Card Factory (CARD) H1 2025 earnings summary
Event summary combining transcript, slides, and related documents.
H1 2025 earnings summary
20 Jan, 2026Executive summary
Revenue grew 5.9% year-over-year to £233.8m for HY25, driven by strong store and online performance, new partnerships, and international expansion.
Like-for-like store revenue increased 3.7%, outpacing the broader market, with 15 net new stores and gifts and celebration essentials now 52.6% of total sales.
Strategic progress included entry into the US market, expanded Aldi partnership, and acquisition of Garlanna in Ireland.
Interim dividend of 1.2p per share declared, reinstated after five years, with full-year expectations unchanged.

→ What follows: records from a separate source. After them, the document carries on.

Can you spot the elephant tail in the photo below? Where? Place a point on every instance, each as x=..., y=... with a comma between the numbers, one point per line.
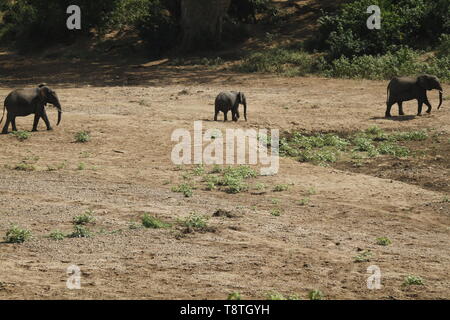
x=4, y=107
x=388, y=92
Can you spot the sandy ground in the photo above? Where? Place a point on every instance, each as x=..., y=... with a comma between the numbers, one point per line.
x=131, y=114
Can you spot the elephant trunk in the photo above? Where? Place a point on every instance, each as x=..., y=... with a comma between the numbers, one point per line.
x=245, y=111
x=440, y=98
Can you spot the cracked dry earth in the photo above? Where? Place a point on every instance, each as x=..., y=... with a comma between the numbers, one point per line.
x=128, y=172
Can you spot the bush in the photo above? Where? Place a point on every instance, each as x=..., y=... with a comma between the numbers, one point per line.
x=416, y=23
x=17, y=235
x=153, y=223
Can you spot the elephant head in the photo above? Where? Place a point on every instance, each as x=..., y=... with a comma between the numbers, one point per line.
x=243, y=100
x=428, y=82
x=47, y=95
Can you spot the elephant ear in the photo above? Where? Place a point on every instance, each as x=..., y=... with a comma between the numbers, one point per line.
x=422, y=81
x=241, y=97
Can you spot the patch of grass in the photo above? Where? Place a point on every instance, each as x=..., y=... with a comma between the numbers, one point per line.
x=15, y=234
x=56, y=235
x=304, y=201
x=21, y=135
x=195, y=222
x=281, y=188
x=279, y=296
x=198, y=170
x=383, y=241
x=80, y=231
x=25, y=167
x=315, y=295
x=84, y=218
x=276, y=212
x=409, y=136
x=234, y=296
x=82, y=137
x=184, y=188
x=153, y=222
x=364, y=256
x=393, y=150
x=413, y=280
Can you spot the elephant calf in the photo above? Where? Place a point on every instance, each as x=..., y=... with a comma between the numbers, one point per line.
x=23, y=102
x=405, y=89
x=230, y=100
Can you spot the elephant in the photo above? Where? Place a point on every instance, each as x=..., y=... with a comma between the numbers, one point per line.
x=23, y=102
x=230, y=100
x=405, y=89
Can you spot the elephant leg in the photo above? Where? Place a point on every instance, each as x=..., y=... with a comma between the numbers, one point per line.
x=5, y=127
x=400, y=108
x=13, y=123
x=36, y=121
x=419, y=109
x=428, y=105
x=47, y=123
x=388, y=110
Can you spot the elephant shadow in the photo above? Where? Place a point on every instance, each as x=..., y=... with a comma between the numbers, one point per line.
x=396, y=118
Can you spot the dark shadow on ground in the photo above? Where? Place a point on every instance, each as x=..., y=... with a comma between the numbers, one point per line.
x=395, y=118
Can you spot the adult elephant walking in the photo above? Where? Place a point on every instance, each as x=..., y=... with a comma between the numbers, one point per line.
x=23, y=102
x=405, y=89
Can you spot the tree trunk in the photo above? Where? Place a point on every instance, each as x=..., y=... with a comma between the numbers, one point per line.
x=201, y=22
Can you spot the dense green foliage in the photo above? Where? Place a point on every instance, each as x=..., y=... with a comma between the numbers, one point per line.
x=415, y=23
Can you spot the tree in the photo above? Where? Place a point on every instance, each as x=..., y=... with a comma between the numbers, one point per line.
x=201, y=23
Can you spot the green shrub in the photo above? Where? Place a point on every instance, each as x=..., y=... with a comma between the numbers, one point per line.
x=383, y=241
x=80, y=232
x=153, y=222
x=16, y=234
x=82, y=136
x=315, y=295
x=84, y=218
x=185, y=189
x=416, y=23
x=413, y=280
x=57, y=235
x=195, y=222
x=22, y=135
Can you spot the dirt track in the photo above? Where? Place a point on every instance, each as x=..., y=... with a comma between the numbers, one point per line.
x=129, y=172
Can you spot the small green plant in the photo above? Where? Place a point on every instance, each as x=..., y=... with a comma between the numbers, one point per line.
x=198, y=170
x=84, y=218
x=22, y=135
x=276, y=212
x=195, y=222
x=303, y=202
x=80, y=231
x=82, y=136
x=413, y=280
x=25, y=167
x=153, y=222
x=364, y=256
x=184, y=188
x=280, y=296
x=315, y=295
x=57, y=235
x=383, y=241
x=16, y=234
x=234, y=296
x=281, y=187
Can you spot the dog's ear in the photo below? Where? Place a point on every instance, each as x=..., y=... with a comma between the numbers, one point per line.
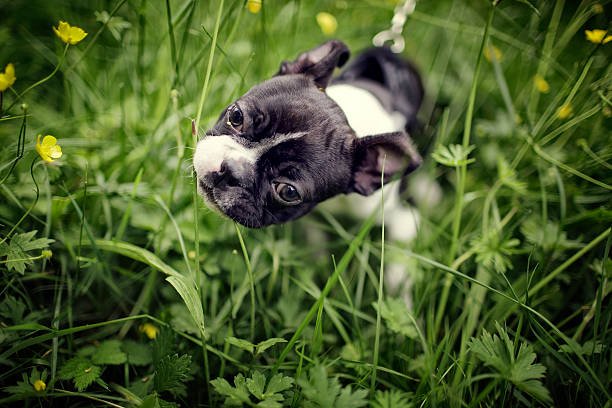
x=318, y=63
x=391, y=153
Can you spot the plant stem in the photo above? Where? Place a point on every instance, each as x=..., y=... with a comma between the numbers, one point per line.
x=461, y=175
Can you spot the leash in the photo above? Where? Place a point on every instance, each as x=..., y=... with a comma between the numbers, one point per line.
x=394, y=33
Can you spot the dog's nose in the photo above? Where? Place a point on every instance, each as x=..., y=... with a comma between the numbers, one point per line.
x=224, y=177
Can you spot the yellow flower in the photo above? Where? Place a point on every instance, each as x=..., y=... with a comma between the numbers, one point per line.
x=149, y=330
x=493, y=53
x=39, y=385
x=541, y=84
x=327, y=23
x=68, y=34
x=598, y=36
x=48, y=150
x=254, y=6
x=7, y=78
x=564, y=111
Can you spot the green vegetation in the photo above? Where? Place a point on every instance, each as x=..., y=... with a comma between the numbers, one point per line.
x=119, y=288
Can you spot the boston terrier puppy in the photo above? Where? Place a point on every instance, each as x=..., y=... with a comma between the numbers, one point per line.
x=300, y=138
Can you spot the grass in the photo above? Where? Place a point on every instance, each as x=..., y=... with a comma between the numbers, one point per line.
x=147, y=298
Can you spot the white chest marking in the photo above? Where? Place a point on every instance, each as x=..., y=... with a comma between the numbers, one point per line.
x=364, y=112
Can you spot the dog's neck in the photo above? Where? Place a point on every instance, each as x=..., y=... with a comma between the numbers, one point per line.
x=364, y=111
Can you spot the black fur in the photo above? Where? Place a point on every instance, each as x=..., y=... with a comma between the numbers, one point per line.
x=305, y=139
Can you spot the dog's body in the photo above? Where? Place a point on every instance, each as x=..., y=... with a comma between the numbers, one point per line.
x=293, y=142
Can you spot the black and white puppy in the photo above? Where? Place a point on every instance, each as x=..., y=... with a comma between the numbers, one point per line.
x=300, y=138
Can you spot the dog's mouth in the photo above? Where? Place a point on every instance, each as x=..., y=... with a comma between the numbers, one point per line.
x=214, y=199
x=208, y=195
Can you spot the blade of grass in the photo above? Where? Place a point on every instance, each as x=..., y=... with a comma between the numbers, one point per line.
x=329, y=285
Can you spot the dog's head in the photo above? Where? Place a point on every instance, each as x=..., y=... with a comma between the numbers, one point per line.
x=285, y=146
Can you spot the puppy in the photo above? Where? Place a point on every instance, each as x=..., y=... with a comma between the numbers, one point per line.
x=300, y=138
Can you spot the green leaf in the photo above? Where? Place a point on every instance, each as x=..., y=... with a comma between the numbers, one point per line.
x=13, y=309
x=391, y=399
x=171, y=373
x=498, y=352
x=453, y=156
x=81, y=371
x=397, y=317
x=493, y=251
x=256, y=384
x=320, y=391
x=109, y=352
x=240, y=343
x=187, y=290
x=279, y=383
x=234, y=395
x=508, y=177
x=317, y=389
x=266, y=344
x=349, y=399
x=138, y=354
x=17, y=250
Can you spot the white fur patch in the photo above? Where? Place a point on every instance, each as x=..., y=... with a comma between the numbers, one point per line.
x=213, y=150
x=364, y=112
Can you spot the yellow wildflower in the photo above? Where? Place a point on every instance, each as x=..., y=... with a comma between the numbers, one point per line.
x=39, y=385
x=149, y=330
x=254, y=6
x=7, y=78
x=493, y=53
x=598, y=36
x=69, y=34
x=564, y=111
x=327, y=23
x=541, y=84
x=48, y=150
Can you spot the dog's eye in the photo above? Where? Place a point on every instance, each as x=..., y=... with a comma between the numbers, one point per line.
x=287, y=193
x=235, y=117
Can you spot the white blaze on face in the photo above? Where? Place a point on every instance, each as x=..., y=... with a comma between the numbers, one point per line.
x=213, y=150
x=364, y=112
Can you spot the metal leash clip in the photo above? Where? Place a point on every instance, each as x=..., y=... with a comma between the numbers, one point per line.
x=394, y=34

Resilient performance despite inflationary and wage pressures, with positive cash generation and margin recovery actions underway.
Financial highlights
Revenue: £233.8m (+5.9% vs HY24); store-based sales up 6.1%; like-for-like sales up 3.7%.

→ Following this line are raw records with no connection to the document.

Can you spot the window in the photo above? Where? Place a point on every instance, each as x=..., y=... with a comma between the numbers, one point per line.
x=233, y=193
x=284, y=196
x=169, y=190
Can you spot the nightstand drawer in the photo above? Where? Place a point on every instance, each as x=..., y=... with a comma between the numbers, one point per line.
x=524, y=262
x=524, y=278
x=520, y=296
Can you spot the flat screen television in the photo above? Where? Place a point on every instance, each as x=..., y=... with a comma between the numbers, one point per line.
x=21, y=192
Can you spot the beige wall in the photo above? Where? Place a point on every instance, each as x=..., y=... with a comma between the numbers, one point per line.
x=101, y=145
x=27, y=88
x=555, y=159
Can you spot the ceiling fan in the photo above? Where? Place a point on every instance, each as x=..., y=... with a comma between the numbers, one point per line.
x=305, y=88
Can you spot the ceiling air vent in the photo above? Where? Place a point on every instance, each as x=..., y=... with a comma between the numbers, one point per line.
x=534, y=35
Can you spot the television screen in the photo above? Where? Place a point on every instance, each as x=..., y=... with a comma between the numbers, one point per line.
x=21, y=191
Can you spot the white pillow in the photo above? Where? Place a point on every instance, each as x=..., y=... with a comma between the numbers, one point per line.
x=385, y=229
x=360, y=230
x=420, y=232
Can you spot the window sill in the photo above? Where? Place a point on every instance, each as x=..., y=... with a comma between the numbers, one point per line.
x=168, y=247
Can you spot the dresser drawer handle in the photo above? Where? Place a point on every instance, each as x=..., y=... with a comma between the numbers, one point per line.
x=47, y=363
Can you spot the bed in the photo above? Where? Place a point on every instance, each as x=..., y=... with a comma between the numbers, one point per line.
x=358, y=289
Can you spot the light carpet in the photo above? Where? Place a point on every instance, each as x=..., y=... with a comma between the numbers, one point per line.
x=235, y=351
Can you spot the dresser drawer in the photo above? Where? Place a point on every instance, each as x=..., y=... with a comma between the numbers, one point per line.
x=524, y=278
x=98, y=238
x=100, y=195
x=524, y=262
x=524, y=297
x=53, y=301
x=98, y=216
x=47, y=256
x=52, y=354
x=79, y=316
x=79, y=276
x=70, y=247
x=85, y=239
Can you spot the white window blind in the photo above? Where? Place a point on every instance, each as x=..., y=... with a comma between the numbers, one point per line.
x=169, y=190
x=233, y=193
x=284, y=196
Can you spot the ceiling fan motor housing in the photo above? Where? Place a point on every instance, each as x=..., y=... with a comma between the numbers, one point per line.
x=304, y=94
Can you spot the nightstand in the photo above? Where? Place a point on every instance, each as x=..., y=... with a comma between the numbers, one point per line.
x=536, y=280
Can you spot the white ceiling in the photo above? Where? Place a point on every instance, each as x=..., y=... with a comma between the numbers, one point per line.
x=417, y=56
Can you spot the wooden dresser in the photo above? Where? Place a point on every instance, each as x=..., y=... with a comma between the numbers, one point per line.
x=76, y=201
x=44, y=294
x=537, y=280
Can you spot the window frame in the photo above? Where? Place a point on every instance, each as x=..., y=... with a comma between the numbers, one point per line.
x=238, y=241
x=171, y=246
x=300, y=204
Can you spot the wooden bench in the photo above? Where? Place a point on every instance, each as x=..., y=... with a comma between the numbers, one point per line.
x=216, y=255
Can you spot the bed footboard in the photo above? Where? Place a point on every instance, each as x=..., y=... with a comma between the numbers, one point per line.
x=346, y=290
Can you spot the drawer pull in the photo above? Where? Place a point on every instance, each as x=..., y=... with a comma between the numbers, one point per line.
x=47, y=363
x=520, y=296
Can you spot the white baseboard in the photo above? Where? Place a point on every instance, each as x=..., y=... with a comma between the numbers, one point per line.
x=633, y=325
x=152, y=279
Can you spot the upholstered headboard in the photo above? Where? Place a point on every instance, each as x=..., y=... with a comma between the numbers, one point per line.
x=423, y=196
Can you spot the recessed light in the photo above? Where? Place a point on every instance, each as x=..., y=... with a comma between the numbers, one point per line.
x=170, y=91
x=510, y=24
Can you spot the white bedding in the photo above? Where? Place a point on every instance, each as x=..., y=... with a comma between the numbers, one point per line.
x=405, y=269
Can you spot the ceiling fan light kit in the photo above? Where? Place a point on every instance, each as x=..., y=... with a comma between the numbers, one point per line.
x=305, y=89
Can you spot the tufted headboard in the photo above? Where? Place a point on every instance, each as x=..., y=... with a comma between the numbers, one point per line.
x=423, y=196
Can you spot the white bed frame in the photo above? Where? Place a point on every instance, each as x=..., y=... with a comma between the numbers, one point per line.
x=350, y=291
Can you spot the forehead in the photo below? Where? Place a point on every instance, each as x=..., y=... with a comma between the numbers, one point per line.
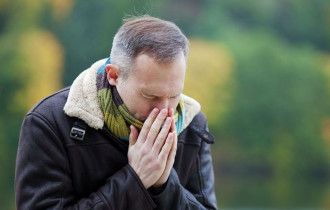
x=159, y=77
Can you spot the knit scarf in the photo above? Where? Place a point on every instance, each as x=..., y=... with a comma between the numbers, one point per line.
x=116, y=115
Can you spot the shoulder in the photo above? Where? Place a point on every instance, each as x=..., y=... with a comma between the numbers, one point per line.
x=52, y=102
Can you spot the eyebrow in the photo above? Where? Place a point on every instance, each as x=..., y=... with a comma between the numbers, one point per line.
x=156, y=96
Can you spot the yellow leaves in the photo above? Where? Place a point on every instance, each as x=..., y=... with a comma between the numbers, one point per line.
x=209, y=68
x=61, y=8
x=42, y=66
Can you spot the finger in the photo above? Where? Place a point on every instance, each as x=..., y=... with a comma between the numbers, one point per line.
x=162, y=135
x=133, y=135
x=172, y=154
x=154, y=130
x=164, y=153
x=147, y=124
x=173, y=126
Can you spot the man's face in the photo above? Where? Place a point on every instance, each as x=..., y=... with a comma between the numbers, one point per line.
x=152, y=85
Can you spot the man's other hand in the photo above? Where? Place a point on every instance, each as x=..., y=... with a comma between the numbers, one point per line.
x=151, y=153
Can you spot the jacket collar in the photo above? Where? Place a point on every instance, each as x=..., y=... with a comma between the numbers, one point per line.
x=83, y=102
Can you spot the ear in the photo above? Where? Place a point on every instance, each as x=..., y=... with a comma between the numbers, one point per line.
x=112, y=74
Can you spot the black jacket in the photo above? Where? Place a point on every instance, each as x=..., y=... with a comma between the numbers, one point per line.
x=56, y=171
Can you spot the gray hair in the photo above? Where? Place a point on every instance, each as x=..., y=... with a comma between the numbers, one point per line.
x=161, y=40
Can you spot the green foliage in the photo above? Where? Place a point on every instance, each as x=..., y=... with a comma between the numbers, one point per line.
x=279, y=105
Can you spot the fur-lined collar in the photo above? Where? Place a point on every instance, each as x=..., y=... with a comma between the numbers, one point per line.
x=83, y=102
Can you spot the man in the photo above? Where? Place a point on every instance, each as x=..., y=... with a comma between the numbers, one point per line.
x=123, y=136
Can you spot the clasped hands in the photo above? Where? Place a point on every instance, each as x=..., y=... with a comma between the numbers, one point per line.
x=151, y=152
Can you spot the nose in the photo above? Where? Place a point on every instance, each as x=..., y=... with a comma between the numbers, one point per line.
x=163, y=104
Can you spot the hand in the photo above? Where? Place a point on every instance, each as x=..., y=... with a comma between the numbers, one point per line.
x=171, y=156
x=148, y=151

Adjusted PBT: £14.5m (down 34.4%); EBITDA: £45.3m (down 11.4%); PBT: £14.0m (down 43.3%).
Adjusted EPS: 3.1p (down 1.9p); basic EPS: 3.0p; interim dividend of 1.2p declared.
Gross margin fell to 32.6% (HY24: 36.8%) due to wage and freight inflation; product margins flat at 70.1%.
Net debt (excl. leases) at £74.9m, mainly due to £15.5m dividend payment; operating cash conversion dropped to 38.6%.
Outlook and guidance
Full-year expectations remain unchanged, with H2 expected to benefit from efficiency, productivity, and margin improvement actions.
Board confident in delivering FY25 and FY27 targets, including £650m revenue and 14% PBT margin.
H2 trading to date is in line with H1; Christmas trading period is critical for full-year performance.
Margin growth in H2 expected from seasonality, productivity, efficiency savings, and range development.
Macro-inflationary pressures are easing, but retail-specific impacts remain.